Ich habe noch einen anderen Gedanken im Hinterkopf, den ich aber nicht ausspreche. Nur vom Foto her war mir ihr Ex unsympathisch. Typ Macker, der garantiert etwas dagegen hatte, dass seine Freundin von einem Mann fotografiert wurde. Und das Ganze teilweise auch noch nackt.
Bis heute hatte ich verdammtes Glück. Meine Modelle wissen wo ich wohne, arbeite und haben zumindest meine Handynummer. Ich warte auf den Tag, bis ein eifersüchtiger Ehemann, Freund oder Geliebter wutschnaubend vor meiner Wohnungstür steht und mir Prügel anbietet.
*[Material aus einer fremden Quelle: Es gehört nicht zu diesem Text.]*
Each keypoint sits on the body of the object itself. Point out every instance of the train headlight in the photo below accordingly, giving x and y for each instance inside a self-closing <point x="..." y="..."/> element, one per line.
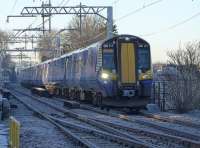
<point x="104" y="75"/>
<point x="145" y="76"/>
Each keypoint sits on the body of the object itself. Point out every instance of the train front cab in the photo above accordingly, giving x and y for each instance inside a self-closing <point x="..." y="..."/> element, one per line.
<point x="126" y="65"/>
Vielleicht stand ihr Ex damals kurz davor. Jedenfalls sah er so aus.
“Damals war es mir egal. Ich hatte Tim kennengelernt und bin dann zu ihm.”
“oh, das ging ja schnell”
“Na denkst du ich wollte zu meinen Eltern zurück?”
Sanny geht in Sachen Beziehung und Sicherung des eigenen Lebensstandard ziemlich pragmatisch vor. Ihr Aussehen macht es ihr auch leicht. Lange blonde Haare, eine sportliche Figur, schöne straffe Brüste mit wunderschönen Brustwarzen und ein knackiger Po. Ihre Nase ist zwar kein klassisches Stupsnäschen, hat aber etwas erotisches. Genau wie ihr Mund. Lange nach dem Shooting, beim Perfektionieren ihres Körpers mittels Photoshop, fielen mir diese Details erst auf. So geht es mir aber (fast) immer …
Um nicht irgendetwas Dummes zu schreiben, lenke ich unsere Konversation in Richtung Sanny’s neuen Job.
“und wo bist du jetzt jobmäßig gelandet?”
“Ich bin bei einer Online-Agentur und kümmere mich um Aufträge und Werbung und so”
“hattest du nicht was mit design und so studiert? wolltest du nicht was mit fotografie machen?”
“Ja. Aber es ist hier in Berlin ziemlich schwierig was zu finden. Nach dem Studium hab ich für eine Anlageberatung gearbeitet und war ständig unterwegs. Den neuen Job werd ich aber auch nicht lange machen. Ich bin schwanger!”
“*bauklötzerstaun*”
“Ja, leider. War nicht geplant. Ein Unfall”
Meine Mutter hat irgendwann mal zu mir gesagt, dass ich ein Unfallkind sei und sie sonst nie mein Vater geheiratet hätte. Diesen Umstand habe ich in meiner ganzen Kindheit spüren dürfen. Insofern trifft mich der „Unfall“ wirklich ins Herz. Alles andere, was Sanny mir gerade schreibt, lässt mich emotional unberührt.
“du hast geschrieben, dass du single bist?! da scheint ja wirklich was schief gelaufen zu sein”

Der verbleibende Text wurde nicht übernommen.